Mucosal immune system of the GUT and ILCs
The gastrointestinal system (GIT) is the largest lymphoid tissue in the body which interfaces with the external environment. Interaction of three distinct cellular compartment shapes the biological behaviour of this system. The first cell compartment is the epithelial mesenchymal cell monolayer composed of diverse cell types and presents a physical and biological barrier against nonself components of the lumen, including pathogens and allergic molecules.

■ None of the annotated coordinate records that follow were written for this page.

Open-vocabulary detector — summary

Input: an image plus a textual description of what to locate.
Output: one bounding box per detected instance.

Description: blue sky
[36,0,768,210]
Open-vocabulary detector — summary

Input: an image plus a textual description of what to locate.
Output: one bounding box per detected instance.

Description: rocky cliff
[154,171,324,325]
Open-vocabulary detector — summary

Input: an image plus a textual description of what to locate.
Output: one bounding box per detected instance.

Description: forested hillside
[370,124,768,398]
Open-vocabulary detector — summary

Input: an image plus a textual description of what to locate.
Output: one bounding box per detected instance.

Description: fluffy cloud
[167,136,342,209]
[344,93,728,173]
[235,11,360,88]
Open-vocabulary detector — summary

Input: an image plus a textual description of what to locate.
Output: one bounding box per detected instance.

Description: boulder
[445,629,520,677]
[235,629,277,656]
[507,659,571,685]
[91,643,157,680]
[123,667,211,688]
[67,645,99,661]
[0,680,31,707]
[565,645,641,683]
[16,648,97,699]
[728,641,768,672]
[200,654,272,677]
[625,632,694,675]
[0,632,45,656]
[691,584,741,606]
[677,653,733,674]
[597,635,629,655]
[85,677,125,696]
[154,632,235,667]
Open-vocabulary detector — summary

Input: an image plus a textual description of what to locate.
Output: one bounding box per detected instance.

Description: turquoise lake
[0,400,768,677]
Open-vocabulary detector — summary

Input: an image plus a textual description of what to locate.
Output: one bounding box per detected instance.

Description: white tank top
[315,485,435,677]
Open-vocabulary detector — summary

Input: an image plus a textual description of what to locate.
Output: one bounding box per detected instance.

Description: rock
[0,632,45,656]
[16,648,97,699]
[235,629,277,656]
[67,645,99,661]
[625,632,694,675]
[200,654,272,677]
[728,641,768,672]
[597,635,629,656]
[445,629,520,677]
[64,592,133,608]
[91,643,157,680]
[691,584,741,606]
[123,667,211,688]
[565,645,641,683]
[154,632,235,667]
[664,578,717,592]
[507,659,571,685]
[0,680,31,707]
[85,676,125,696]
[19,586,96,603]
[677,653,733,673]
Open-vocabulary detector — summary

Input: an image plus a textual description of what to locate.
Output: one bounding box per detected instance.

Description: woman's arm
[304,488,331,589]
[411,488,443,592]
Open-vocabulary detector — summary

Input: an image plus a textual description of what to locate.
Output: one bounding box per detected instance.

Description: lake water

The second cell compartment comprises the innate and adaptive immune system cells including mast cells, dendritic cells, ILCs, T and B cell types and humoral components like sIgA, sIgE and sIgG. The third compartment of this ecosystem is the commensal microbiota. Communication between these three different cell compartments results in either immune tolerance to antigens and commensal bacteria, or a milieu in which an inflammatory mucosal immune response can develop. Moreover, immune reactions against harmful microorganisms are also shaped by the interaction of these three cell compartments.63, 64
Luminal antigens are taken up and processed by DCs and presented to T cells leading to the development of mucosal antigen-specific immune responses such as Th1, Th2, T regulatory (Tregs), Th17 cell type or IgA-producing B cells. During homeostasis, the predominating ILC type is the ILC3s which is found mostly in the intestinal lamina propria but also in the lymphoid structures.22, 65 ILC3s are also involved in limitation of pathologic adaptive immune responses against commensal bacteria in the gut66, with a recent study demonstrating them as important producers of IL-2 in the gut, which plays a role in driving Treg cells.67
LTi cells are necessary for the development of lymphoid tissues in the fetal GIT and they can also produce cytokine IL-17.68, 69 IL-22, a cytokine produced by ILC3, can induce epithelial tight junction proteins thereby promoting epithelial barrier function70. ILC3-derived IL-22 also induces the production of antimicrobial peptides in the gut.71Moreover, experimental data have shown that in mice, ILC2s regulate intestinal eosinophil homeostasis72 and are involved in restoring the epithelial barrier function by the production of AREG (Figure 3).73 Whether human ILC2s exert similar functions is still unclear.